Feature Article

June 11, 2015

NASA Tests Drone Tracking System with Verizon Cell Network

Drones are an intriguing technology for business and government alike, with companies such as Amazon and Google investing millions of dollars to test their drone technologies and figure out how to put them to good use.

There’s still the question of public safety, however, and a recent deal between NASA and Verizon might show the way to make drones more trackable and therein safer.

The problem is that drones often fly too low for traditional air traffic control to track them, making it currently a wild west in the skies. This obviously is a problem for safety and control.

NASA has a plan, however, and it involves Verizon cellular towers.

While the radar that is used to track regular aircraft won’t work with drones, cellular towers are tall enough and sophisticated enough to track such unmanned aerial flight.

NASA reportedly has inked a $500,000 agreement with Verizon, therefore, to use its cellular tower network for a new drone air traffic control system called Unmanned Traffic Management (UTM). Verizon has the largest cellular tower network, making it the obvious choice for NASA.
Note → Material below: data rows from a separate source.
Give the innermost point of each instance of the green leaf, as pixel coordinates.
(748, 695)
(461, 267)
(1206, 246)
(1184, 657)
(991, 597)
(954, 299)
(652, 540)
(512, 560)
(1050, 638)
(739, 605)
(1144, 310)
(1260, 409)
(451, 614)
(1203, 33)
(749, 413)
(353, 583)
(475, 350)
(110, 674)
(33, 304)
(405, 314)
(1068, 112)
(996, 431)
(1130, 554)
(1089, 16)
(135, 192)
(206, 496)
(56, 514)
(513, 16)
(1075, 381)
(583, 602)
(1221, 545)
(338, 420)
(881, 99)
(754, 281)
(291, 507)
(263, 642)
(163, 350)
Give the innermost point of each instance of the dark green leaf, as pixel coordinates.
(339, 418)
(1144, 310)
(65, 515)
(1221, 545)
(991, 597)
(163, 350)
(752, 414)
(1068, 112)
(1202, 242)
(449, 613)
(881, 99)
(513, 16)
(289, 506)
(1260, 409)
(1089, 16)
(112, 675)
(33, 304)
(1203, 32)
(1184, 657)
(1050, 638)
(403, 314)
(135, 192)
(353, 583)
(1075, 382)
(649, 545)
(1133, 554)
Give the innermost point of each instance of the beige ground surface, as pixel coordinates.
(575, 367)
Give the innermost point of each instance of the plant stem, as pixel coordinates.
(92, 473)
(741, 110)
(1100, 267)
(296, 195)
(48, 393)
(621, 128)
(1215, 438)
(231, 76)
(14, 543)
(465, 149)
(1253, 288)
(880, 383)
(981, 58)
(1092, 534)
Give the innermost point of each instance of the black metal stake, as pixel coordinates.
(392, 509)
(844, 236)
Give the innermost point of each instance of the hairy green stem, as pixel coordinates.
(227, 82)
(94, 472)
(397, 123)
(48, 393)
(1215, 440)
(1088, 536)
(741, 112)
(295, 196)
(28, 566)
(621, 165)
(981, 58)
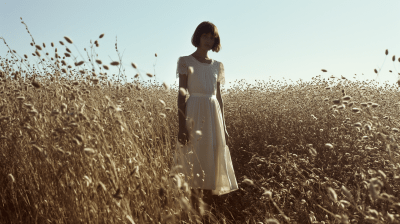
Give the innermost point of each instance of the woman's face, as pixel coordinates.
(207, 40)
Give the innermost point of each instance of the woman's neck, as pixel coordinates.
(201, 53)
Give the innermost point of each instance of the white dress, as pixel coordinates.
(206, 160)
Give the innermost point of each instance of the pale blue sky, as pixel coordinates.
(292, 39)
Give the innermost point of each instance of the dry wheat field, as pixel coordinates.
(80, 146)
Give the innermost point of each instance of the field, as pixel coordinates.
(79, 146)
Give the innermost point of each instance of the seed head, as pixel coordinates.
(332, 194)
(182, 91)
(248, 181)
(90, 151)
(346, 98)
(68, 39)
(166, 86)
(190, 70)
(162, 115)
(36, 84)
(12, 179)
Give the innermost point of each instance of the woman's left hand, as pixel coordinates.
(226, 137)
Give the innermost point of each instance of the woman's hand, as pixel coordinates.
(226, 137)
(183, 136)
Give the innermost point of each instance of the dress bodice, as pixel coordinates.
(204, 77)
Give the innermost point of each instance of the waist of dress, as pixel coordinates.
(203, 95)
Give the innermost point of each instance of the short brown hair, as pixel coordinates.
(204, 28)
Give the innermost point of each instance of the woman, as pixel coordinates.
(201, 147)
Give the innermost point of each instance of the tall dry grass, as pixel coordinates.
(80, 146)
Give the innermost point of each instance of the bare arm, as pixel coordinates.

The air traffic control system will be tested in California at the Ames Research Center this summer. If it is a success, NASA will run a pilot program starting in 2017, according to The Guardian, and expand the system into its final form by 2019.

There still are questions to be answered regarding the system, however.

Does this mean that all drones will be required to have cellular antennas built into them so they can be tracked? Will there be defined routes, or still a relative amount of freedom? How will this interact with traditional air traffic control systems, since it would be pretty annoying to have an Amazon drone run over by a Delta flight to Phoenix, for instance?

There are other questions, too; it is still early days. What is known is that the NASA system would radically change the free-for-all currently in play right now regarding drone flight. This tracking and control would probably push drone technology further into the mainstream, but of course there would be growing pains and initial objections as manufacturers and society got the mix right.

The NASA development therefore is a big deal. And, it is a good opportunity for Verizon.